You might have heard that your garden can be a part of the climate solution, but how does it really work? Climate Victory Gardens are all about making decisions in your garden that help it sequester carbon—that is, pull carbon out of the air and store it underground—and helps you offset emissions from other parts of the food system.
Why focus on climate, isn't this just a garden?
The research is out there and it’s clear that we need to act aggressively on the climate crisis. Some reports say that we only have 12 years to meaningfully address the climate crisis. It’s also said that we have less than 60 years of agricultural topsoil left to grow food. At the same time, our food system is a big part of the problem, emitting between one quarter and one third of the world’s greenhouse gases.
We know that we need to slow the pollution we’re emitting, but there’s already too much carbon dioxide in the air, so we also need a way to drawdown carbon if we’re going to slow the warming of our atmosphere.
The good news: research shows that agriculture and gardening are a great way to do both—pull carbon out of the air and slow emissions. This intersection of food and climate is a place where we can exercise our decision-making power and engage in meaningful action, every time we eat or work in the garden.
Green America is working with large farms and companies to do this as well, but change at the large scale takes time, which is why we’re asking gardeners to be trail blazers in their own backyards to get this idea out into the world ahead of the curve, before climate-positive food is something that’s widely available at the grocery store.
There’s two ways to think about climate solutions in our Climate Victory Gardens.
The first is maximizing soil protection within our gardens, because this is where we can capture carbon by pulling it out of the air and storing it in plants and underground.
The second way is all about minimizing climate impacts beyond the boundaries of our gardens and making decisions that help reduce emissions. For example, if you don’t buy chemical fertilizers, you’re reducing pollution and emissions that would have come from producing and transporting that fertilizer from the factory to the store.
Climate Victory Gardening practices help gardeners make decisions that work towards these two goals.
How do plants and soils capture carbon?
This is something they do naturally, and it’s up to gardeners to create the right conditions.
Plant grow using photosynthesis, a process in which they harness the sun’s energy, water, and carbon dioxide to create food in the form of sugars or carbohydrates (base word: carbon). This food helps plants grow and build cells, as well as feed life in the soil that provides them with nutrients (through a symbiotic relationship, meaning they help each other out). The plants grow to produce healthy food and release oxygen as a byproduct, which is what makes our plant habitable for life.
A single teaspoon of healthy soil has billions of microorganisms. This soil life includes everything from earthworms to beneficial bacteria and fungi; these are the workhorses we’re harnessing to pull carbon out of the air.
Today, industrial agriculture and conventional gardening methods treat soil badly, often with synthetic chemicals that harm life in the soil, which then releases carbon into the air—turning farms and gardens into a source of carbon emissions. But, under good management, soil and these microorganisms can hold huge amounts of carbon. We just have to grow food the right way.
Rethinking carbon
Carbon is something we often think of as bad, because we associate it with our changing climate. But, it’s the basic building block for all life. In the atmosphere as carbon dioxide, carbon creates a greenhouse effect that heats our planet, but plants use carbon to create cells to grow and feed microorganisms in the soil that support them.
It’s the carbon that goes into the soil through plants that has the biggest potential for change. Those billions of microorganisms?

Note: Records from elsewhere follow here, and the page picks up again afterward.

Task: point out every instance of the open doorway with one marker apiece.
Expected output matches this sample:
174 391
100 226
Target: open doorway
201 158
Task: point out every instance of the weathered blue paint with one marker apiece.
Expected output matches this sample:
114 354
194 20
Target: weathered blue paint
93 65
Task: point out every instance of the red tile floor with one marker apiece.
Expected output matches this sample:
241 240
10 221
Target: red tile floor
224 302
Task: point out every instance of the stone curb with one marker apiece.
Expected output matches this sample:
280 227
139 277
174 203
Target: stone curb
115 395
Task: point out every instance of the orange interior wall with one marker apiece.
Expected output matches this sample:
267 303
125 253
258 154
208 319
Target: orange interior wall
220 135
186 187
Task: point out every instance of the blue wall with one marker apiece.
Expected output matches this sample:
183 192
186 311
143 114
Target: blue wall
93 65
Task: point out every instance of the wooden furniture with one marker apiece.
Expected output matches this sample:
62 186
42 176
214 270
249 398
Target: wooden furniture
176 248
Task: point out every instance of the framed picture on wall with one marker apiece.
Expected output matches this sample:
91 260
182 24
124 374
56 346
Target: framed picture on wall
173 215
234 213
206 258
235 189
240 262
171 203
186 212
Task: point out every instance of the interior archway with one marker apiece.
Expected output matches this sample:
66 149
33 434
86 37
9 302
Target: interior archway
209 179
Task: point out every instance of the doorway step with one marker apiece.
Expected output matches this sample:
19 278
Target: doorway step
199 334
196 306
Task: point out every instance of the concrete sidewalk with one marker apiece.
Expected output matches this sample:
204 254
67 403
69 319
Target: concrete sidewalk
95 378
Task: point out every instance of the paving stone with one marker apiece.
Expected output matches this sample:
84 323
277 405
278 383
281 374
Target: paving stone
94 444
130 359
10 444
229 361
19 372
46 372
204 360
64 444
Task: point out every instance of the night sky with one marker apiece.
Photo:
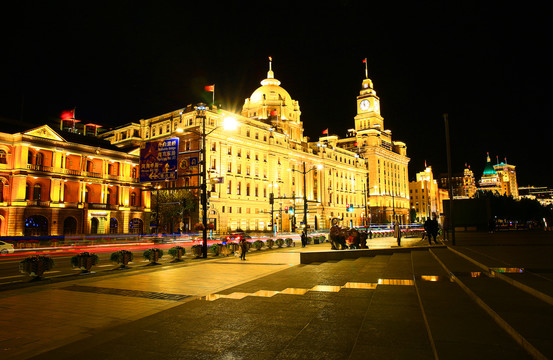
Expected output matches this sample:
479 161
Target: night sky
484 65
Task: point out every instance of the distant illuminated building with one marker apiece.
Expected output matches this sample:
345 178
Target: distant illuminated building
500 179
508 176
541 193
426 198
464 184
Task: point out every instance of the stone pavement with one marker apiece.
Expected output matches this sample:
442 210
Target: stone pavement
431 302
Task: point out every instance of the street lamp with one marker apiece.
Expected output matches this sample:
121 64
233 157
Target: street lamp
305 172
229 123
272 185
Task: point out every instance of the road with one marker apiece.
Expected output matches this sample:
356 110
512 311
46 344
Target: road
9 264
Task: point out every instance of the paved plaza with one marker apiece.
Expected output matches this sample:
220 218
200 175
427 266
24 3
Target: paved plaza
488 297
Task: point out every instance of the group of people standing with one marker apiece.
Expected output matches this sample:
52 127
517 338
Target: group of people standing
431 228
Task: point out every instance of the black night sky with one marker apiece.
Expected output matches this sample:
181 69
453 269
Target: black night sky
487 66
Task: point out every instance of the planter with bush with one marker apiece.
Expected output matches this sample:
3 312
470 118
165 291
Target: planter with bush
177 253
215 249
122 257
258 244
84 261
35 266
153 255
197 250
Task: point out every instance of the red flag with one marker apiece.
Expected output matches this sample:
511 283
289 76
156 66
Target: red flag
68 114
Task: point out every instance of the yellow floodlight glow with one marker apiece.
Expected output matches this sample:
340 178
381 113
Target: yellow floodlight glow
230 123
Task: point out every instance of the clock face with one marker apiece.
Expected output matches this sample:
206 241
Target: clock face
364 105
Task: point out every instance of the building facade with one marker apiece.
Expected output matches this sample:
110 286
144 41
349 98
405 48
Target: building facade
426 198
268 156
387 160
500 178
58 183
464 184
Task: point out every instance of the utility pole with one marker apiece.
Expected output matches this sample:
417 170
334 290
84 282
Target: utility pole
304 199
448 145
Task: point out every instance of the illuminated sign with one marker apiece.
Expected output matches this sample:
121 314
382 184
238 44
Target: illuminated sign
158 160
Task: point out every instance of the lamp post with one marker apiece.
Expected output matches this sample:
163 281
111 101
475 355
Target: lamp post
228 124
304 173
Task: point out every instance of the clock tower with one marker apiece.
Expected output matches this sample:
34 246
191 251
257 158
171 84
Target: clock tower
368 108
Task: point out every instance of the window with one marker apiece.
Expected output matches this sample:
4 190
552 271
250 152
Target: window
3 157
39 160
37 192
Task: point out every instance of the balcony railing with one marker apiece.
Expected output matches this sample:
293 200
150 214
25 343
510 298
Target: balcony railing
73 172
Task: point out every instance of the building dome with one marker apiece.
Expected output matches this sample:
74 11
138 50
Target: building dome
488 169
271 101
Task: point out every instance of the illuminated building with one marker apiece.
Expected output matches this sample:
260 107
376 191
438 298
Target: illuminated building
268 154
387 159
57 182
500 178
426 198
464 184
508 176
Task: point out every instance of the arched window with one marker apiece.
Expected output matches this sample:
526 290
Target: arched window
3 157
109 196
37 190
39 160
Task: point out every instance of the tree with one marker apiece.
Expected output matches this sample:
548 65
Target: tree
173 206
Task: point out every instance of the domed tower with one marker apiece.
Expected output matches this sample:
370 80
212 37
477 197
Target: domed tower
272 104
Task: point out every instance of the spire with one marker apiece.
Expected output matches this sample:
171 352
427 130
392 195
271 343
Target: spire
270 73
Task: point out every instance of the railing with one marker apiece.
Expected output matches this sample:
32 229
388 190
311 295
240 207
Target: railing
73 172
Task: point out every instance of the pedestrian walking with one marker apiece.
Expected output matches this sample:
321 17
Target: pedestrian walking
243 248
303 238
397 233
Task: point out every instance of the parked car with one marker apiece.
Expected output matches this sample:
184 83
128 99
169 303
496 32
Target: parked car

They represent a quarter of Earth’s biodiversity, and this is where we want to get the carbon, because it’s more likely to stay underground and it helps our gardens grow.
You don’t have to be a scientist to know this; many gardeners are well acquainted with carbon in healthy soils, but might recognize it as organic matter, the crumbly texture, or its rich, earthy smell. Soil health is integral both as a climate solution and a successful garden.
When we grow food at home in a regenerative manner; we purchase less food that has traveled across the country, we keep methane-producing organic materials out of landfills with composting, we increase the water holding capacity of our soil to decrease flooding and runoff, and most importantly we rebuild our soil health bringing back its carbon sequestering potential.